One of the best ways to restore optimal vitamin D levels is through sun exposure. You could say that boosting your vitamin D levels can be a “walk in the park.” Vitamin D advocates recommend 15 minutes of unexposed skin, without sunscreen, around noon. As we can also absorb vitamin D in the small intestine, we can get vitamin D from dietary sources, including wild salmon (which contains 800 IU of D3 per 3.5 oz), cod liver oil (700 IU per teaspoon), fish, fortified orange juice, and eggs.
For those who can’t get out in the sun, an oral vitamin D3 supplement can be very helpful. As the recommended daily allowance of 400 IU of vitamin D has been shown to be inadequate for most people, Dr. Wentz generally suggests 5,000 IU per day as a starting point for her clients with Hashimoto’s.
You may also want to consider a gut-supportive probiotic like Rootcology ProB50, as 70 percent of our immune system can be found in the gut. [3] You may have to work your way up to a full dose, since this contains 50 billion colony-forming units (CFUs). You can read more about the best probiotics for Hashimoto’s here.
6. Address Your Stress
Caregivers are more likely to experience a variety of stress-related disorders, including anxiety, depression, fatigue, burnout, and feelings of overwhelm. [4] Stress is a known trigger for thyroid dysfunction. I know you already have so much on your plate, and this may feel like one more thing, but even small, supportive ways to care for your stress can make a meaningful difference over time.
Here are a few gentle, proven strategies to explore:
- Try adaptogenic herbs. Adaptogens have been shown to lower the impact of stress, increase our body’s resilience, and even normalize thyroid hormone function. [5] Ashwagandha is one of my favorites, and has been found to have many anti-stress properties, along with being neuroprotective, anti-arthritic, anti-inflammatory, and analgesic. [6] Another idea: MUD/WTR is a coffee alternative containing adaptogenic and brain-boosting mushrooms that support the body’s ability to deal with stress while offering a natural energy boost. Perfect for caregivers.

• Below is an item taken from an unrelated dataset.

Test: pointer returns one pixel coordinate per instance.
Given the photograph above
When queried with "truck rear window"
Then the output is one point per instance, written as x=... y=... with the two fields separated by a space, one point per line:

- Enjoy a hot soak in the tub with Epsom salt. It’s a great way to absorb some magnesium, an essential mineral that many are deficient in, and can help soothe tired muscles, help you relax, and support restful sleep.
- Try meditation. There are many free apps, such as Insight Timer, that can guide you through stress-relieving meditations and deep breathing exercises.
- Essential oils can calm the mind and relax the body. There is research showing that lavender essential oil aromatherapy can help with anxiety, depression, fatigue, and sleep.[7] Vibrant Blue even has a special thyroid support blend.
- Movement. Activities that promote exercise and physical well-being can really help re-energize a caregiver. Even short walks or at-home workouts can help.
- Use helpful caregiving tools. There are many ways to help reduce caregivers’ workload and stress. A few have been mentioned in this article, but do searches for “caregiving apps” and specific disease-related apps (“Parkinson’s disease caregiving apps”). Take advantage of delivery options for things like pharmacies and groceries, and consider meal delivery services. There are even services such as Uber Caregiver for arranging transportation and prescription delivery.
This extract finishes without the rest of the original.